He swore under his breath then turned away.

Who’d have thought that one year could make so much of a difference? Twelve months? Three-hundred-and-sixty-five days? He sure wouldn’t have guessed at the same time last year that he would be standing at David’s wedding reception, the only McCoy male still single.

“You look like an accident waiting to happen,” Sean said coming to stand next to him.

Connor’s grimace deepened. Well, okay, he was the second single McCoy male left. Pops was the first. Though he’d never really considered Pops just a male. He was a widower. His father. Not exactly prime bachelor meat up for grabs to the first bidder.

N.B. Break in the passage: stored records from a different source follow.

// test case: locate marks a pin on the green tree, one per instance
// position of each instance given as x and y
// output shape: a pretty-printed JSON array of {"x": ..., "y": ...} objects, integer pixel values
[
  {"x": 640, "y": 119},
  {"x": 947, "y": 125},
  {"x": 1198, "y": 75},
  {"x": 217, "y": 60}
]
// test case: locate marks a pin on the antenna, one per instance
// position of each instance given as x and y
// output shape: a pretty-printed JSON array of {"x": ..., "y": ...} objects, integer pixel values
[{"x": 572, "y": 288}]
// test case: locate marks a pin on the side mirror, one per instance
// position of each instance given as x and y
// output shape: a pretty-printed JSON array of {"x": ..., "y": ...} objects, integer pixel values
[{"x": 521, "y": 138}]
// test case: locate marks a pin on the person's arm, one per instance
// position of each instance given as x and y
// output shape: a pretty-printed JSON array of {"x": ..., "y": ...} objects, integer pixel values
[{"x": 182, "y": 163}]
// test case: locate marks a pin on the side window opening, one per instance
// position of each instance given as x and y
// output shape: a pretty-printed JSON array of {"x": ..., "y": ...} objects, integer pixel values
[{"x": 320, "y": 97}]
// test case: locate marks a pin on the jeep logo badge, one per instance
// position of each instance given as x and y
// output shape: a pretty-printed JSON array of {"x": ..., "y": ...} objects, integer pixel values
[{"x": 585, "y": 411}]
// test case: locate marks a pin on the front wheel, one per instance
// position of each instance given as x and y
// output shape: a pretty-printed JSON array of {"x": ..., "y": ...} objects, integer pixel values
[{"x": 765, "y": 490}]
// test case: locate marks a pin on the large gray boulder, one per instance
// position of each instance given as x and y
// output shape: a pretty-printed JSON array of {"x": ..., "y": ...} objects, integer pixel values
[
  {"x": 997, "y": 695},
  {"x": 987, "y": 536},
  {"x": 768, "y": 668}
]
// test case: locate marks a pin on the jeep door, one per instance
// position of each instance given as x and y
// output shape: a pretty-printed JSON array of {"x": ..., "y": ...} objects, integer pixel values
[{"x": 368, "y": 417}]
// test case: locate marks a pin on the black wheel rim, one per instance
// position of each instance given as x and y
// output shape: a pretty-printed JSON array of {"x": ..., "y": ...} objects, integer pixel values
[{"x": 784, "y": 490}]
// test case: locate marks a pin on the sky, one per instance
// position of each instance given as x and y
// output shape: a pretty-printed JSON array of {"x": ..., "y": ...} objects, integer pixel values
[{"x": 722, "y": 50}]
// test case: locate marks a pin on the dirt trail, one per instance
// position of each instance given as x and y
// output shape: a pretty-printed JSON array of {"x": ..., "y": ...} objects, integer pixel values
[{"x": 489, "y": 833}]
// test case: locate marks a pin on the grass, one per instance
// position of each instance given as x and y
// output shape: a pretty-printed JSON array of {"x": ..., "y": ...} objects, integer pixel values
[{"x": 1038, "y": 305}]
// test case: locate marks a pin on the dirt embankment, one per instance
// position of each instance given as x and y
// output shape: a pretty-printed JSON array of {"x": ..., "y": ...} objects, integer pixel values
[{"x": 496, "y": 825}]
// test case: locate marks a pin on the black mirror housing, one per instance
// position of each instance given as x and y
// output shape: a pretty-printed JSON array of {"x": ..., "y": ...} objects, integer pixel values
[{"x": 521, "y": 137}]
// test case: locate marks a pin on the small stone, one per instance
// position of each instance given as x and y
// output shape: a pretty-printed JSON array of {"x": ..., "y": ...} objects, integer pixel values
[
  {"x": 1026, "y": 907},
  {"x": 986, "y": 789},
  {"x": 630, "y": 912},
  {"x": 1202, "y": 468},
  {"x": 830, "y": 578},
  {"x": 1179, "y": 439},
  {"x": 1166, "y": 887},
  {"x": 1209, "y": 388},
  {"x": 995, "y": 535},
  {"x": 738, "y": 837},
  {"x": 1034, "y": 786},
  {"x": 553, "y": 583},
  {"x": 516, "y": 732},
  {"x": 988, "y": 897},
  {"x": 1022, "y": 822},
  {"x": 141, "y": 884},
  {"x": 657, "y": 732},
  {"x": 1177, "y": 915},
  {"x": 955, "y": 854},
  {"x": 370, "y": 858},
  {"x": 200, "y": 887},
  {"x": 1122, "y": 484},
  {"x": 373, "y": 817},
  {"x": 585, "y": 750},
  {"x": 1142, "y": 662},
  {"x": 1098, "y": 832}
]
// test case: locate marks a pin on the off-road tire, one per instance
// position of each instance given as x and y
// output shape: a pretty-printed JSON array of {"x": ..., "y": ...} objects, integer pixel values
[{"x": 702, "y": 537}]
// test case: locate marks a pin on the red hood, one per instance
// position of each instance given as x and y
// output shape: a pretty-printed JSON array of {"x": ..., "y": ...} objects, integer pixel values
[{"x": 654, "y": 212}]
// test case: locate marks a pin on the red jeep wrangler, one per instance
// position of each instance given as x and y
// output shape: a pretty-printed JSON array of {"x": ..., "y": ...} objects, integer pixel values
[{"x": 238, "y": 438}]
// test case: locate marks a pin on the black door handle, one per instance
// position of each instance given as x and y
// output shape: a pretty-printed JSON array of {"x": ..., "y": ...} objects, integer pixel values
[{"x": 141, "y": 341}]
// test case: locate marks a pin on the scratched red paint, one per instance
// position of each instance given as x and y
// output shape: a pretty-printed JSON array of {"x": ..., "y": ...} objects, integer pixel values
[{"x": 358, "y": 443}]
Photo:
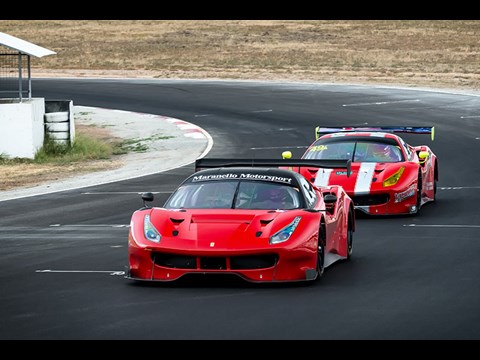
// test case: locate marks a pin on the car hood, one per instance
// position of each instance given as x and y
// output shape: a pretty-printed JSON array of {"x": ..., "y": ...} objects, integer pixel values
[{"x": 219, "y": 229}]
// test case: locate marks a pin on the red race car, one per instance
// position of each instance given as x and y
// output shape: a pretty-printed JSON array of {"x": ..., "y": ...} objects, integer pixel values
[
  {"x": 243, "y": 217},
  {"x": 388, "y": 176}
]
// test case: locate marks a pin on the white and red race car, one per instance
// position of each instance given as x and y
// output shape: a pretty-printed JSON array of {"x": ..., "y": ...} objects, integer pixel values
[{"x": 388, "y": 176}]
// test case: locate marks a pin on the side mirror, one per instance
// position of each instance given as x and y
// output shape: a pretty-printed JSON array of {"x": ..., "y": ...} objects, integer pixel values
[
  {"x": 287, "y": 155},
  {"x": 330, "y": 199},
  {"x": 147, "y": 197}
]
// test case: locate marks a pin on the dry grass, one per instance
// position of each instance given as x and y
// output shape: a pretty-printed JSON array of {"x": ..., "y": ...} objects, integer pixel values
[
  {"x": 436, "y": 53},
  {"x": 15, "y": 176}
]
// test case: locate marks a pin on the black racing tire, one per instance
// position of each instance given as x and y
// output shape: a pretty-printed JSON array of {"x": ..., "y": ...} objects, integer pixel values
[
  {"x": 322, "y": 235},
  {"x": 350, "y": 235},
  {"x": 419, "y": 191}
]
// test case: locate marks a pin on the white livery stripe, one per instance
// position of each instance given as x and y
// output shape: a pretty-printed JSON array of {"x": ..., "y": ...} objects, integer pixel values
[
  {"x": 364, "y": 178},
  {"x": 323, "y": 177}
]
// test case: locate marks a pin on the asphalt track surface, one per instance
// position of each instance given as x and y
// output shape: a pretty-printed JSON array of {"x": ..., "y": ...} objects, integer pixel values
[{"x": 62, "y": 254}]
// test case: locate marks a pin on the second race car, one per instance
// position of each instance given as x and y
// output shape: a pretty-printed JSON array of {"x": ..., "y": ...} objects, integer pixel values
[
  {"x": 243, "y": 217},
  {"x": 388, "y": 176}
]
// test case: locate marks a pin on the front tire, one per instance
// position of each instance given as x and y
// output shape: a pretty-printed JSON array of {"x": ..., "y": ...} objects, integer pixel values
[
  {"x": 322, "y": 237},
  {"x": 419, "y": 191},
  {"x": 350, "y": 236}
]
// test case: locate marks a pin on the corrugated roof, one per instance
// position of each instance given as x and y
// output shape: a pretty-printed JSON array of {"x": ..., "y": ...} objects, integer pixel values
[{"x": 23, "y": 46}]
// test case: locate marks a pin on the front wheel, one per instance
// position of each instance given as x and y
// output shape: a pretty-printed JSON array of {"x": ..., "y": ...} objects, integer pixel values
[
  {"x": 350, "y": 236},
  {"x": 322, "y": 235},
  {"x": 419, "y": 191}
]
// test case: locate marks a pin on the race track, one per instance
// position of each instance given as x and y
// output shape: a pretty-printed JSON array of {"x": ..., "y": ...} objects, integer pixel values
[{"x": 62, "y": 254}]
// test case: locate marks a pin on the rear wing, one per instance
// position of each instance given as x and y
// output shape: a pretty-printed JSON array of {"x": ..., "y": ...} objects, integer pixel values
[
  {"x": 319, "y": 130},
  {"x": 219, "y": 162}
]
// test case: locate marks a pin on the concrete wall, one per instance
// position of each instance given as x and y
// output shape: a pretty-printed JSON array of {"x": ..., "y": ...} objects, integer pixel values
[{"x": 22, "y": 129}]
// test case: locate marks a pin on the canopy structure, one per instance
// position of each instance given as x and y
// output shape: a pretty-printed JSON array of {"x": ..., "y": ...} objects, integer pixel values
[{"x": 8, "y": 61}]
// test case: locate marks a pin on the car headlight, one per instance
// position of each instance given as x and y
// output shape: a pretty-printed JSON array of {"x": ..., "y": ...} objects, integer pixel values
[
  {"x": 149, "y": 230},
  {"x": 392, "y": 180},
  {"x": 286, "y": 232}
]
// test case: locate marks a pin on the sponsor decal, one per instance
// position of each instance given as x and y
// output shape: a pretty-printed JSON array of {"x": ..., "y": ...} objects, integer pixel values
[
  {"x": 399, "y": 197},
  {"x": 249, "y": 176},
  {"x": 319, "y": 148}
]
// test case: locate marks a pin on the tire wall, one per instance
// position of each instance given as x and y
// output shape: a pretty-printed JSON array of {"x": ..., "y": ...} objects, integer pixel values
[{"x": 59, "y": 121}]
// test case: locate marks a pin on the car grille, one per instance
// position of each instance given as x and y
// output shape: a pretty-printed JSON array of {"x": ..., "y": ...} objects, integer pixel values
[
  {"x": 367, "y": 200},
  {"x": 244, "y": 262}
]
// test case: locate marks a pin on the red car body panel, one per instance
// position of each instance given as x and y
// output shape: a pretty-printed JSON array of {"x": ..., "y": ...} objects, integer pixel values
[{"x": 237, "y": 241}]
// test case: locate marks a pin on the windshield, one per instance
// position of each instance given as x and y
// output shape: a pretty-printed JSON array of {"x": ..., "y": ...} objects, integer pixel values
[
  {"x": 357, "y": 151},
  {"x": 235, "y": 195}
]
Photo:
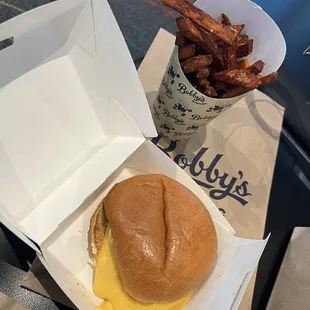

He looked down at his suit. “This is the fourth time I’ve had to rent a tux in a year. The rental-shop girl asked if maybe I wanted to buy the sucker. How do you expect me to look?” He tugged on the sleeves of the jacket, feeling as if the material had somehow grown snugger since he’d had it on earlier that day. Leave it to David to schedule his wedding ceremony at noon, his reception at seven, making him have to wear the suit not once, but twice in the same day.

Sean ordered a brew, then straightened the lapels of his own tailored suit. With his white hair neatly combed, his shoulders wide, he was, in fact, looking very much like an older bachelor up for auction. He said, “Oh, I don’t know. I suppose I was expecting you to look happy for your brothers, maybe? Proud?”

Connor nearly choked on his own beer. “Proud?”

Pops grinned, though his gray eyes were watchful. “Yeah. I know I’m biased, but I think our boys have picked themselves a great bunch of women. Don’t you think?”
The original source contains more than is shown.